As illustrated in Table 1, previous studies have not addressed taste or speech outcomes and only one study has addressed pain outcomes after robotic TBM. Swallowing outcomes were described in 50% (9/18) of TBM studies. Those that addressed swallowing outcomes did not use validated head and neck specific assessments tools of dysphagia, such as MDADI and only one study reported beyond swallow function beyond the immediate post-operative period [28]. Those that reported on swallow outcomes showed rapid return to normal swallow [5, 14, 15, 25], apart from Owen et al. (2017) as previously mentioned [16]. The use of laser or endoscopic monopolar to undertake TBM also reported return to normal swallow [22,23,24, 26]. Hardman et al. (2024) reported on the outcomes of step serial sectioning histopathology from patients included in a prospective multicentre study on TBM. They are gathering MDADI and pain scores on these patients, but the functional outcomes are yet to be reported [29, 36]. The authors hypothesize a return to near normal swallow function occurs 6 weeks post-surgery, and subsequent swallow deterioration to be due to adjuvant radiotherapy [36].

Post-operative haemorrhage rates are similar in most studies to those after tonsillectomy [37]. It results in readmission and in some cases a return to theatre. As a life-threatening event, this should be reported consistently. The random effects pooled bleeding rate is 5% (95% CI 0.03: 0.08, I2 = 0%, = 1.0).

The majority of patients in our study had a bilateral tonsillectomy at the time of TBM with the aim of improving the primary identification rate. In the literature, there is currently no consensus as to whether unilateral or bilateral tonsillectomy is the optimum approach.
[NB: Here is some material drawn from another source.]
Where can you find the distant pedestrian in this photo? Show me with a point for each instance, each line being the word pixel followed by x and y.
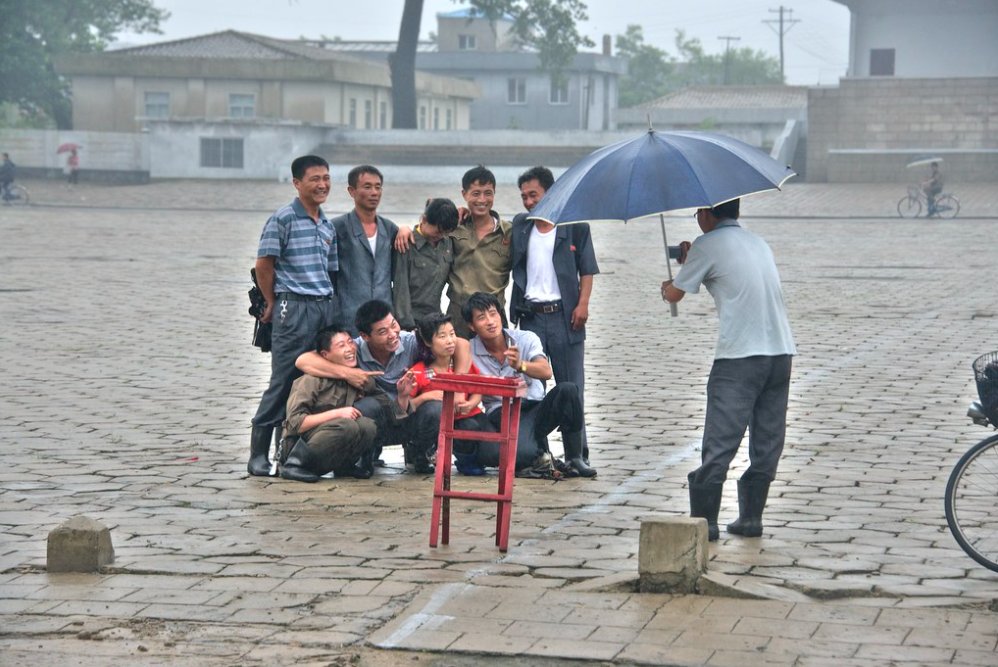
pixel 73 167
pixel 749 382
We identified no malignancy in the contralateral tonsil, which reflects the low rate of contralateral tonsil malignancy in the literature: Farooq et al. (2019) described a contralateral tonsil malignancy rate of 0.9% [10] and Hardman et al. (2024) identified no malignancy in the contralateral tonsil [29]. The most recent United Kingdom guidelines state that at least unilateral tonsillectomy should be undertaken alongside TBM, and that contralateral tonsillectomy should be considered [2]. More data is required to identify if swallow function differs after unilateral or bilateral tonsillectomy alongside TBM and the benefit of a slightly increased detection rate should be weighed against the potential additional swallow morbidity of bilateral tonsillectomy [2].

Swallow, saliva production and pain are the three most important issues reported by head and neck cancer patients in their treatment [38]. The anticipated increase in TBM procedures indicate a need for consistent reporting of morbidity and studies with larger cohorts to quantify these outcomes after diagnostic TBM. Our case series is the first to employ a validated scoring method to assess swallow, pain, speech, taste and saliva production after TBM beyond the immediate post-operative period. Looking forward, a multi-centre database is required to record prospective functional and oncological outcomes of TBM patients.

Limitations

Limitations of this study include the number of patients in our cohort, although this seems to be similar to other studies. The follow-up is variable in our study and the literature. Our study shows the variation in post-TBM oncological treatment, such as radiotherapy, chemoradiotherapy or nothing, and surgical procedures such as tonsillectomy and neck dissection concurrently or consequently. This makes it difficult to ascertain the impact of each modality on quality-of-life outcomes. The variation or lack of standardized measures used for quality-of-life outcomes precludes comparison of many functional aspects. The focus in the literature has been on oncological outcomes, rather than quality-of-life data. What constitutes a TBM and variation in resection samples may also vary across different centres.